Und der lässt nichts aus. Cancel Culture, High-Tech-Agenda, Härtefallpaket. Die schlechteste Rede des Abends, sollte später ein Parteifreund lästern. Herrmann ist grade dabei, die CSU mit den bayerischen Königen zu vergleichen, ein Moment, in dem im Bierzelt die Krüge hochgehen würden, da stolpert Tutzings Bürgermeisterin Marlene Greinwald (FW) mitten in den Wahlkampf. Die nimmermüde Rathauschefin war noch im Zillertal, um ein Feuerwehrauto abzuholen - nicht das aus der CSU-Werbung, sondern ein anderes. Die wohl steilste These des Abends hat sie da gerade verpasst. "Bayern ist ein sozial gerechtes Land", hatte Herrmann den 300 Gästen entgegengerufen. Eine Behauptung, welche die Hauptrednerin des Abends kurz darauf lustvoll seziert.

"Armut ist eine Zumutung", sagt Bentele

Wenn man für Bayerns Armutsstatistik deutschlandweite Zahlen als Vergleich heranziehe, kämen da eben schöne Zahlen bei raus, rüffelt Verena Bentele.

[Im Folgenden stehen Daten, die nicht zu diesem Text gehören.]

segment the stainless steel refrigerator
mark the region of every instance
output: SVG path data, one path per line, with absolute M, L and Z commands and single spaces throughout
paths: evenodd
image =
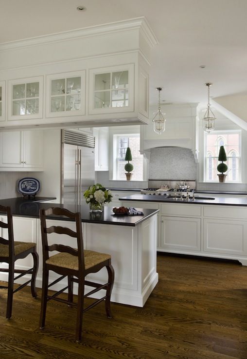
M 62 201 L 84 204 L 83 193 L 94 183 L 95 138 L 72 130 L 62 130 Z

Wie wichtig nackte Zahlen sind, das weiß die SPD-Politikerin, die als Präsidentin des Sozialverbands VDK auf der Bühne steht. Die von Geburt an blinde Ex-Biathletin und Skilangläuferin war viermal Weltmeisterin und zwölfmal Paralympics-Siegerin - was nur geht, wenn man um jede Millisekunde kämpft.

Die Zahlen, die sie mitgebracht hat, klingen nicht ganz so verheißungsvoll. Zehn Prozent der Bevölkerung seien es, die über 60 Prozent des deutschen Gesamtvermögens besitzen. 36 Milliardäre, die so viel besitzen wie die gesamte ärmere Hälfte der Bevölkerung. Jeder zwölfte junge Mensch armutsgefährdet. "Armut ist eine Zumutung", sagt Bentele und erntet eine halbe Minute Applaus.

Wäre man bei Harry Potter, dann würden sich jetzt mit einem Schnipser des Schulleiters Dumbledore tiefschwarze Flaggen an der Decke in ein rotes Fahnenmeer verwandeln. Doch nach anderthalb Stunden Reden scheint die Verantwortungselite des Landes ein wenig ermattet. "Optionen brauchen eine Grundlage", hatte Bentele gerufen. Damit behielt sie recht: Kurz darauf stürmen alle das Büffet.